Hacker News new | ask | show | jobs
by revelation 3083 days ago
retpoline is just a convoluted way of doing an indirect jump/call designed to make branch prediction entirely useless. It's a novel concept because doing this is completely opposite to making a program run faster.

Here is an example of the most common programming patterns that end up causing indirect jumps/calls:

https://godbolt.org/g/eThmnG

Imagine every virtual function call in a C++ program being mispredicted and taking twice as long.

(Instead of forcing us to recompile the world, maybe Intel should just disable branch prediction in microcode.)

1 comments

> Imagine every virtual function call in a C++ program being mispredicted and taking twice as long.

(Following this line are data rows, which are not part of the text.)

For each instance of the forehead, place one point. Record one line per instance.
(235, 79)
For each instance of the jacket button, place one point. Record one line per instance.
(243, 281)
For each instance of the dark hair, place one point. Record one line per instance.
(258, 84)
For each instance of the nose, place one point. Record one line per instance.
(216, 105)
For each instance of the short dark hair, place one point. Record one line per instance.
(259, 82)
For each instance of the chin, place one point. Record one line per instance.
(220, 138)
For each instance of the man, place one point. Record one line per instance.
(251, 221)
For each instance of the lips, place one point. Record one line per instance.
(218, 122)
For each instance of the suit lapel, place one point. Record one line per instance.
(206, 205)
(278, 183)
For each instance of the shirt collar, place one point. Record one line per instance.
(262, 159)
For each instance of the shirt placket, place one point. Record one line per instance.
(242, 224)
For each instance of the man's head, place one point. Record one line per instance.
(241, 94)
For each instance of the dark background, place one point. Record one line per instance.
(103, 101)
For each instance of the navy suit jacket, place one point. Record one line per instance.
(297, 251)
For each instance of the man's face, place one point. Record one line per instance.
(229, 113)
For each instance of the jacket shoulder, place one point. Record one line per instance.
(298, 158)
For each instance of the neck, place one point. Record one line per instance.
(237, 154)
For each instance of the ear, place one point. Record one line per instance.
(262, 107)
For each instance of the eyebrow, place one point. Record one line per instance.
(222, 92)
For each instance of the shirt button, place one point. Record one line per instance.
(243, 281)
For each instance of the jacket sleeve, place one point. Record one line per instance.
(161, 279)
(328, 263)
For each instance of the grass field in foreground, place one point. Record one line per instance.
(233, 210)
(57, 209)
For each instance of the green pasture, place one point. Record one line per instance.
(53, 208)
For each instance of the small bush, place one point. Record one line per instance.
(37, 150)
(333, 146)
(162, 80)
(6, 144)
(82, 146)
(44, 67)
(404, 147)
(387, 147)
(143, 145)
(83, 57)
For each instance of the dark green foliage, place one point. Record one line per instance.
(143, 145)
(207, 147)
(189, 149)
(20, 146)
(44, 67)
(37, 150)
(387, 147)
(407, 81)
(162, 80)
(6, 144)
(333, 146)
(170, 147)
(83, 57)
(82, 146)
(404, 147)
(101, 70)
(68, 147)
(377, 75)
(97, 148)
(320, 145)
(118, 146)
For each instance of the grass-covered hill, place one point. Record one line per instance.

> (Instead of forcing us to recompile the world, maybe Intel should just disable branch prediction in microcode.)

Wouldn't the performance impact be dramatic ? In this[1] example there's a 6 times slowdown between situation with and without correct branch prediction.

[1]: https://stackoverflow.com/questions/11227809/why-is-it-faste...

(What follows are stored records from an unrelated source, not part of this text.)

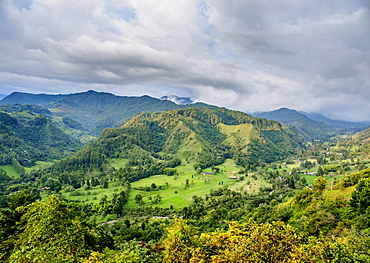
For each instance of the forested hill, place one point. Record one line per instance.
(94, 111)
(201, 136)
(309, 128)
(29, 98)
(26, 137)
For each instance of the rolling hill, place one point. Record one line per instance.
(94, 111)
(26, 137)
(308, 128)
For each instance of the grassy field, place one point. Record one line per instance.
(9, 169)
(175, 190)
(39, 165)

I don’t think this is about all branch prediction—just about branch jump prediction. Like, “jump to %rax, but don’t try to guess what %rax is before you’re 100% certain.” Not the same as “jump to a known location if you think this here register is true/false”. As far as I can piece together, the exploit relies on making the branch predictor think the branch target will be somewhere you stored malicious code , which will then be executed by another process, e.g. a kernel. If it does harm before the branch predictor catches that it was wrong, you’re home free.

I’m not sure, but that’s what it looks like, so far.

This doesn't affect branches, only indirect jumps (and calls). The performance impact will still be considerable. It will make PGO more crucial (or smarter JITting, for VM languages) since the penalty can be avoided by prefixing an indirect call with a direct call to the most likely target - this is a well-known technique, useful on machines with weaker jump predictors than branch predictors.

Quite possibly, the worst affected code will be OO code that is dynamically (open) polymorphic.

FWIW, all branches will need to be followed by a memory load fence which seems to trip up speculative execution on Intel CPUs.
There is still branch prediction for normal calls or jumps, which are the majority and should be in performance conscious code.

It's just that some language features such as virtual functions in C++ often require indirect invocation when the compiler can't devirtualize a call, and there is lots of it in the kernel in performance-critical paths (think interrupts, syscalls).

There are two paragraphs dedicated to performance impact in the linked PR.